PELAKITA.ID – Saya ingin tunjukkan seorang murid durhaka yang menjadi penguasa tiran di era klasik, tepatnya di Athena zaman Yunani kuno.
Ia naik tahta setelah Athena mengalami kekalahan dari Sparta dalam perang panjang Peloponnesia 431-404 SM.
Namanya Critias, lebih panjang dari nama gurunya dan sangat asing di telinga kebanyakan intelektual kampus di era sekarang.
Wataknya yang culas dan bengis disembunyikannya dalam kesehariannya yang tampak lugu. Para pemuda pribumi Athena tak pernah menyangka kalau Critias adalah sosok pembunuh berdarah dingin: sang penjagal guru dan penindas rakyat.
Mundur sedikit ke belakang.

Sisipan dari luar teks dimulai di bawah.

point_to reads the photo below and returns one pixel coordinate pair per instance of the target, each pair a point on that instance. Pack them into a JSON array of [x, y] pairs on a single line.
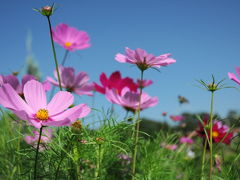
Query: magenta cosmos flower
[[35, 108], [176, 118], [144, 60], [17, 86], [144, 83], [233, 76], [45, 138], [70, 38], [73, 83], [115, 81], [186, 140], [130, 100]]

Di tangan Socrates, guru tanpa buku dan tanpa kelas, lahir tiga orang muridnya yang tergolong hebat dengan watak yang sangat berbeda.
Plato sang jenius, yang menjadi guru Aristoteles. Xenopon sang pemulia, yang jadi jenderal pengabdi Athena, dan Critias sang durhaka, kaki tangan Sparta dalam meruntuhkan demokrasi Athena.
Di tangan Critias, Socrates meninggal secara tragis. Critias tak menerima Socrates yang setiap hari mengeritik rezimnya yang tidak kompeten dengan metode Socrates.
“Daripada menghabiskan waktu mengklarifikasi kritikan Socrates, lebih menghentikanny dengan segelas racun”, kata Critias.
Critias memilih cara tak lazim untuk menghentikan kritik. Melalui tiga penuntut: Anytus politisi demokrat, Meletus penyair tragedi, dan Lykon ahli pidato yang patuh padanya, Critias membungkam mulut Socrates dengan segelas racun di bawah konspirasi politik ‘peradilan beracun’.
Di akhir pidatonya menjelang dieksekusi mati tahun 399 SM, Socrates mengingatkan:
“… Wahai orang-orang yang telah menghukumku, ingin kuramalkan nasib kalian; sebab sebentar lagi aku mati, dan di saat-saat mendekati kematian manusia dianugerahi kemampuan meramalkan.”
“Dan kuramalkan kalian, para pembunuhku, bahwa tak lama setelah kepergianku maka hukuman yang jauh lebih berat daripada hukuman yang kalian timpakan kepadaku pasti akan menimpamu …”
“Saat perpisahan telah tiba, dan marilah kita tempuh jalan masing-masing –aku mati dan kalian hidup. Manakah yang lebih baik, hanya Dewata yang tahu.”.
Sparta yang ingin membunuh demokrasi sambil mengontrol Athena, harus mengangkat seorang pribumi yang bisa menjadi kaki tangannya untuk memimpin rezim Tiga Puluh Tiran.
Pilihan Sparta jatuh kepada Critias untuk menjalankan pemerintahan boneka oligarkis yang dirancang untuk menghentikan demokrasi Athena.
Critias dipilih karena bakatnya yang loyal dan kejam dalam menindas sesamanya warga Athena.